Performance of our method can be also increased by pre-computing a list of L addresses, where L is significantly greater than N, the total length of the embedded message. Since the LSBs of these generated addresses are random, approximately one half will be ones and the rest zeros. Once Alice is ready to embed the payload , she can pick the addresses in order from the pre-generated list. This approach would also mitigate the computational complexity of the embedding of multiple bits into a single payment. Furthermore, addresses to embed can be pre-computed immediately after the key has been agreed on. However, we leave these considerations for future work.

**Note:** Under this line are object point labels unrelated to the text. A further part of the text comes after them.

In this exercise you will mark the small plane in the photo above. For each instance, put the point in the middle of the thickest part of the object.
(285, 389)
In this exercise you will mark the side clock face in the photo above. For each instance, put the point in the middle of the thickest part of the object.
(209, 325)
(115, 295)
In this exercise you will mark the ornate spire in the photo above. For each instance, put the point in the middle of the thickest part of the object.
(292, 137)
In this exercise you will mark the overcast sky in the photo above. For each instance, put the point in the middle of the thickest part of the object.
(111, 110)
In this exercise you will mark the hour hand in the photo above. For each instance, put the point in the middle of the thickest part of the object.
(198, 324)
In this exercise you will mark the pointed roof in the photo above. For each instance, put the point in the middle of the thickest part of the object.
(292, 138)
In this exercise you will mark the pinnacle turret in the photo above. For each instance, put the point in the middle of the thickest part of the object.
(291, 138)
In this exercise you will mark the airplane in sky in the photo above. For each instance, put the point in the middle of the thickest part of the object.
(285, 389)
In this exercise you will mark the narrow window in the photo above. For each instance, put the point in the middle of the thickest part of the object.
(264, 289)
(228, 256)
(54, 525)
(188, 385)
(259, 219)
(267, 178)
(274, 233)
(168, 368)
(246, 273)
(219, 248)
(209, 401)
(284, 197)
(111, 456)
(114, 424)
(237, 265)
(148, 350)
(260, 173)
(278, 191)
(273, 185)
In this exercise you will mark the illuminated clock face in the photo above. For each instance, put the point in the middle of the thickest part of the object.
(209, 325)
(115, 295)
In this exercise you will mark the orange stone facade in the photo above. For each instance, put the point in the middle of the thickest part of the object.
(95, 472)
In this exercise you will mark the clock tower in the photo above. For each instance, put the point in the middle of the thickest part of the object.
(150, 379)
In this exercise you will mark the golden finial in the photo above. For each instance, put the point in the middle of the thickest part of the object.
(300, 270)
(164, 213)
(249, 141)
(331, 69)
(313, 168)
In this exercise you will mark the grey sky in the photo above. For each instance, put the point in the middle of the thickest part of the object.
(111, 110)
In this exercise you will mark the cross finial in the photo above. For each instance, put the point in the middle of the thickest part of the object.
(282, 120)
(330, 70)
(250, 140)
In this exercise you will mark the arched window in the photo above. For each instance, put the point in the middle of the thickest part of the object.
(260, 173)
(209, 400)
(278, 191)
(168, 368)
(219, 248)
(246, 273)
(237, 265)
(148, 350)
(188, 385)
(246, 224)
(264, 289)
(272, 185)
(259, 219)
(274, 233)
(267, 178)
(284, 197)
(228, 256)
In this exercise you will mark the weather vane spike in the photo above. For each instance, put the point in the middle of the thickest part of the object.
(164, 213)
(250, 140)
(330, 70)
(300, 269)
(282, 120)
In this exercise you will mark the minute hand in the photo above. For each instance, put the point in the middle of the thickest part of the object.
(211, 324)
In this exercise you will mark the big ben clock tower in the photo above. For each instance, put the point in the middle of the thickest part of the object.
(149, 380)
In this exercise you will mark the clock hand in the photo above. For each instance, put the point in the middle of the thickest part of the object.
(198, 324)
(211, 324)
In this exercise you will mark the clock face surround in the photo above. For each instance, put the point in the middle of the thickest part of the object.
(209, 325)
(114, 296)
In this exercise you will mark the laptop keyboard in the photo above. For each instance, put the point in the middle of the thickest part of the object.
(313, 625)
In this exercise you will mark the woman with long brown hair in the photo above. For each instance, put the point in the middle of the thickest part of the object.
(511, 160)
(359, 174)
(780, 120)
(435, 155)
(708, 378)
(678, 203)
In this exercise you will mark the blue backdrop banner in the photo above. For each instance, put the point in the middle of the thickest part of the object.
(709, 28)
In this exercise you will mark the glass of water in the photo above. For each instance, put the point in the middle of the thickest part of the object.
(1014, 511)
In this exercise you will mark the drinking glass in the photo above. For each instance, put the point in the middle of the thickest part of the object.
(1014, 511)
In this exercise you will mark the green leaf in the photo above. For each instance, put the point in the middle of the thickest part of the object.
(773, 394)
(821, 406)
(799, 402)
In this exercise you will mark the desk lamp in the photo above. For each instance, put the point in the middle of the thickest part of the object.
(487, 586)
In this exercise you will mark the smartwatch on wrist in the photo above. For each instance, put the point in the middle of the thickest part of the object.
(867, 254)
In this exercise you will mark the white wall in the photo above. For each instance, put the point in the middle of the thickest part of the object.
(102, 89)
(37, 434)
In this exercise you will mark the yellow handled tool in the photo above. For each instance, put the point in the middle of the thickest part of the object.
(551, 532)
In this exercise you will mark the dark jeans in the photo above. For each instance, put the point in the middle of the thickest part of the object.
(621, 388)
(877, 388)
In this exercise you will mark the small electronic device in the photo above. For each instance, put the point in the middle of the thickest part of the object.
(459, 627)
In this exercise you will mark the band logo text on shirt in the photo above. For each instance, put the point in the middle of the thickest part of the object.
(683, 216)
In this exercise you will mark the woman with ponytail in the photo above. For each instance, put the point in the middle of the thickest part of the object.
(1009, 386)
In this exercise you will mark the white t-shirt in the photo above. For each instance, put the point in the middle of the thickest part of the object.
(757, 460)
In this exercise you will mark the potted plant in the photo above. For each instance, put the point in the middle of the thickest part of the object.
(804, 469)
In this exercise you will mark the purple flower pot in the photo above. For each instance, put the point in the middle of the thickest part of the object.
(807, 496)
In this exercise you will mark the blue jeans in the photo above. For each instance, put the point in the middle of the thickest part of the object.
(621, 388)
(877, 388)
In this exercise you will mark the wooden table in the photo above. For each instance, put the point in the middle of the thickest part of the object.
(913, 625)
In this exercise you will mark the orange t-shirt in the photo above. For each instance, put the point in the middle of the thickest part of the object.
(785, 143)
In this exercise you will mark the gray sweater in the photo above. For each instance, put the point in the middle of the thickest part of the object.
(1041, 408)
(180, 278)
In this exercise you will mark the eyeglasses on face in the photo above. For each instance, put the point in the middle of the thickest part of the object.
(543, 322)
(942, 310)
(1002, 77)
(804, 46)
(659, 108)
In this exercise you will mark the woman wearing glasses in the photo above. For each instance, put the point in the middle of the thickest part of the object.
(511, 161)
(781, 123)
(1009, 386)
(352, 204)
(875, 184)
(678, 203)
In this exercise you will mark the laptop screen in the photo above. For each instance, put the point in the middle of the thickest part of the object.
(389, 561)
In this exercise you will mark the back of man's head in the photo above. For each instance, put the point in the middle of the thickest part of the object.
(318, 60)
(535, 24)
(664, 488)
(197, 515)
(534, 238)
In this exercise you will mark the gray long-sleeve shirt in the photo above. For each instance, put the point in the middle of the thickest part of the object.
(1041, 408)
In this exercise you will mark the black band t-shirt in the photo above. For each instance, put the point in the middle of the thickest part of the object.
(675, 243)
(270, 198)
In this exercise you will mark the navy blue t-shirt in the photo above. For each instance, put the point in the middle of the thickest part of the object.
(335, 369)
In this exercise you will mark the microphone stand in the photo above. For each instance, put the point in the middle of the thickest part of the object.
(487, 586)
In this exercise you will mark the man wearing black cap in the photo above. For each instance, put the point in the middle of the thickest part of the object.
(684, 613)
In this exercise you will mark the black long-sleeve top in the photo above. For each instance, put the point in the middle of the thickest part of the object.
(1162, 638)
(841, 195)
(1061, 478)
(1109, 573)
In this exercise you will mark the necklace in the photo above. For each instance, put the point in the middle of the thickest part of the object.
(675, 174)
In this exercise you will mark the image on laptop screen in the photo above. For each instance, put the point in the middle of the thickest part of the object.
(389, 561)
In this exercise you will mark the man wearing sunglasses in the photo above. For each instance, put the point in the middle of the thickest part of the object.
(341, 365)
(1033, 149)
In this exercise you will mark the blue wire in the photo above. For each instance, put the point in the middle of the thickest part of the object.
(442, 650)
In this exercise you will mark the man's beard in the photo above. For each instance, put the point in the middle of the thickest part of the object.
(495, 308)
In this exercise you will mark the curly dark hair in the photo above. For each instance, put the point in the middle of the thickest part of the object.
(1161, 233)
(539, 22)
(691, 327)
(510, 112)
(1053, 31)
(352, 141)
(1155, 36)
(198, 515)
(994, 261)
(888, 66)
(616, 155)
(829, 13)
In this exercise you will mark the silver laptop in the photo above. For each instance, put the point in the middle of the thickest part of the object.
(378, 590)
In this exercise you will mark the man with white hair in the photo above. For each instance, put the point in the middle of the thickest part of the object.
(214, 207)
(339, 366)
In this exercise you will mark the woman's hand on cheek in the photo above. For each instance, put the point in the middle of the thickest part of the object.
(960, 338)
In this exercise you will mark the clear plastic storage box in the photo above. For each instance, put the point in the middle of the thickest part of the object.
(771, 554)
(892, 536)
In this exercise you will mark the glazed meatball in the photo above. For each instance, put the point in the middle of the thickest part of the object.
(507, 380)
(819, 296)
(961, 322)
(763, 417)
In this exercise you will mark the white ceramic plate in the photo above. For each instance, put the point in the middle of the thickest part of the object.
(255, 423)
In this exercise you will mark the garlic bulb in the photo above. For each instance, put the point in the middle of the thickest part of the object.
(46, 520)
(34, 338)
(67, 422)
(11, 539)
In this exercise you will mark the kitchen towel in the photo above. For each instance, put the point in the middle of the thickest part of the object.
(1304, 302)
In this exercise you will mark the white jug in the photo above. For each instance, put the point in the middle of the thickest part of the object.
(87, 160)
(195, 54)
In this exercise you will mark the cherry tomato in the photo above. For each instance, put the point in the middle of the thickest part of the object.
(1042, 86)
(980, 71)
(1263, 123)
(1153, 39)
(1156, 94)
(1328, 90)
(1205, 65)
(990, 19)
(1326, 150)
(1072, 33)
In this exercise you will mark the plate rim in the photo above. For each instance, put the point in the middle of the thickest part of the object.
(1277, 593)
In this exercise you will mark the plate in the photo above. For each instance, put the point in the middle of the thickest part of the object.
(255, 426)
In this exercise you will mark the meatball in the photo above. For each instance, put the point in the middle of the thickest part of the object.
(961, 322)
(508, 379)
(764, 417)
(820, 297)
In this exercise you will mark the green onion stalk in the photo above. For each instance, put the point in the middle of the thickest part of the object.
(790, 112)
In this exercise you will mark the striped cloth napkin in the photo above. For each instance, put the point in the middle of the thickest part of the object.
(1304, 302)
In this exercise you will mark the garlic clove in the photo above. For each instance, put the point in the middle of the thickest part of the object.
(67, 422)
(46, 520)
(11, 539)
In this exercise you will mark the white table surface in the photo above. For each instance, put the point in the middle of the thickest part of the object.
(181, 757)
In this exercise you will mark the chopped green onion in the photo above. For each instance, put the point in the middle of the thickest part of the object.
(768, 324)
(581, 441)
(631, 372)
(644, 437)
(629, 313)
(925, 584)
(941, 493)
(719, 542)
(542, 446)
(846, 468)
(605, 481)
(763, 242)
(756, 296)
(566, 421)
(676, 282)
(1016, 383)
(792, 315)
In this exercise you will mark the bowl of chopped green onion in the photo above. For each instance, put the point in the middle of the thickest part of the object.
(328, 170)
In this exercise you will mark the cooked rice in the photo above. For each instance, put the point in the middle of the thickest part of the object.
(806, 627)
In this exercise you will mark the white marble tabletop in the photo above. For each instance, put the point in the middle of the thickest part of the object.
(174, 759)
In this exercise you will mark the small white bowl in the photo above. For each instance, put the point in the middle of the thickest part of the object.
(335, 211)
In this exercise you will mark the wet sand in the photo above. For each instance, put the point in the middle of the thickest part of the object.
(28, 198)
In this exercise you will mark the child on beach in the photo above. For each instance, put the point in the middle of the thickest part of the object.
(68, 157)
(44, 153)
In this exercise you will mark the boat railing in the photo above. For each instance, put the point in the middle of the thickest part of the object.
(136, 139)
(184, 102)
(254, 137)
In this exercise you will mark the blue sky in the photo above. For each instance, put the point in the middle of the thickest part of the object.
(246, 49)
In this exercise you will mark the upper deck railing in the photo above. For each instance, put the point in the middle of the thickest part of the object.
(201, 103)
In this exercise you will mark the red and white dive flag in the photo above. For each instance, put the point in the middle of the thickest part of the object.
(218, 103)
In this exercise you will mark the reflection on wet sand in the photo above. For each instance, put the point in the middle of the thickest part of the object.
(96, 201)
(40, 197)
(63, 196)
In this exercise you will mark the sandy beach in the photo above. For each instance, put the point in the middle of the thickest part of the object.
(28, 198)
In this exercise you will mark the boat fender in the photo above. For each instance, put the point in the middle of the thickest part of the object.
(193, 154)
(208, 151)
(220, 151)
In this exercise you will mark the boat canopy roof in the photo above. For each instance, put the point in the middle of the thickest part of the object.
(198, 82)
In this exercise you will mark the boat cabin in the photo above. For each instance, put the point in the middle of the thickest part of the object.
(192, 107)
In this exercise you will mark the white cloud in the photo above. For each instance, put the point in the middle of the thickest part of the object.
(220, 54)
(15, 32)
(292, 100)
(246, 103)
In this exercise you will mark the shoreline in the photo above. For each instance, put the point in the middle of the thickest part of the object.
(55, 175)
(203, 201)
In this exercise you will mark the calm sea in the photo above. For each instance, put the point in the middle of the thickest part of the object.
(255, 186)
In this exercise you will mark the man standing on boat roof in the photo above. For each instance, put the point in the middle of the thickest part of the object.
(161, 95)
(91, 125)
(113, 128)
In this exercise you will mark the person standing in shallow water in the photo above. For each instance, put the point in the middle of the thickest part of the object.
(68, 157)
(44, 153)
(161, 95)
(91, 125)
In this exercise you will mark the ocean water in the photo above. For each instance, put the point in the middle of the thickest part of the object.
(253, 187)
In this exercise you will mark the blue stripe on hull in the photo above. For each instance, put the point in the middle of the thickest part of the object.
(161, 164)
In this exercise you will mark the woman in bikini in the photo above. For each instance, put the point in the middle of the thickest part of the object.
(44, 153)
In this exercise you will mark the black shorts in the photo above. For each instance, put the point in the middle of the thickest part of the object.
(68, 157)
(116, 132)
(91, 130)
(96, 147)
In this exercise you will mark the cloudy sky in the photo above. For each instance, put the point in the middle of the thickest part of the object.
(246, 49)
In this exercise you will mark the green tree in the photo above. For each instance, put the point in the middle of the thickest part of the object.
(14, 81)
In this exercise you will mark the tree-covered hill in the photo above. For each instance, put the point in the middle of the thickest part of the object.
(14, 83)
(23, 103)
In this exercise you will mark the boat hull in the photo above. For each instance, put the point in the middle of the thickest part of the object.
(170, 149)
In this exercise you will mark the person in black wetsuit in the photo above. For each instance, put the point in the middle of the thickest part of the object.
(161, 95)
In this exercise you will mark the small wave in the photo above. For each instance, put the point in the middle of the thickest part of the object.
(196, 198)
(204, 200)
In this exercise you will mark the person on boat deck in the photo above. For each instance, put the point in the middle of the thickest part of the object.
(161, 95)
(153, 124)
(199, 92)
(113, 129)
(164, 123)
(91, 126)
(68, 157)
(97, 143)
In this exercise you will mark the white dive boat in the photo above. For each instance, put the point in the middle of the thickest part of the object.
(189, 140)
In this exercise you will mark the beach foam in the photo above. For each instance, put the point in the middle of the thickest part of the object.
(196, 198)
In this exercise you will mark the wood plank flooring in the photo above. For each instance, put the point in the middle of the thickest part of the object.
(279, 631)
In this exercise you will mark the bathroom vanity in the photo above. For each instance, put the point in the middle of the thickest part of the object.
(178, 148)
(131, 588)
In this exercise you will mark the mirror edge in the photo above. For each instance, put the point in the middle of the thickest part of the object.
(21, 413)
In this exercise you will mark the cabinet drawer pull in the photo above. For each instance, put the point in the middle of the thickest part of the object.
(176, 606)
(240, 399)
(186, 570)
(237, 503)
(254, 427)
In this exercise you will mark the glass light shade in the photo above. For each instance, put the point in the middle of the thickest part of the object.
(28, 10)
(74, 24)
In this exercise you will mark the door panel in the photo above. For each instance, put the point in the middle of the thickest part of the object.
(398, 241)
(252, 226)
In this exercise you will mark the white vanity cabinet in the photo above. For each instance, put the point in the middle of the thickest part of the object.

It should be noted that it is important that the hidden message is first encrypted using an encryption scheme
that has pseudorandom ciphertexts. If it is not the case, the adversary is able to detect the non-random nature of the LSBs of the addresses in Alice’s payments. For the same reason, the underlying blockchain should not allow the reuse of addresses. In addition to being a privacy risk [
23,
24,
25], it would render the payment indistinguishability approach to the security inapplicable. For such systems, we would need to formulate a security definition that is based on the probability distribution of “normal” payments of Alice and the payload containing payments should be indinstinguishable from this distribution. We leave these considerations also for future work.
In this paper, we have not implemented BLOCCE in practice. Instead, we have considered it in the simplified ideal blockchain model that abstracts away details that are not relevant for the theoretical investigations. For example, the network is completely abstracted away in the simplified model. However, the details, such as the network, are relevant when considering a practical implementation of the scheme. We leave it as future work to investigate the secure implementation of BLOCCE using an existing blockchain such as Ethereum.
7. Conclusions
We suggest the first provably secure method called of implementing a covert communication channel over a blockchain. Our proofs are shown in the random oracle model, where the cryptographic hash function used by the blockchain is modeled as a random oracle. We formulate a simplified ideal blockchain that models the blockchain implementations underlying existing cryptocurrencies. Based on this model, we suggest a method of embedding a single bit for each block using payments submitted to the blockchain. We show that the method is reliable and runs in expected polynomial time. The method can be generalized to embed multiple bits to increase the throughput. To model the security of covert channels on a blockchain, we formulate the notion of payment indistinguishability, where the transmitted hidden message should be computationally indistinguishable from random payments. Finally, we show that satisfies this definition.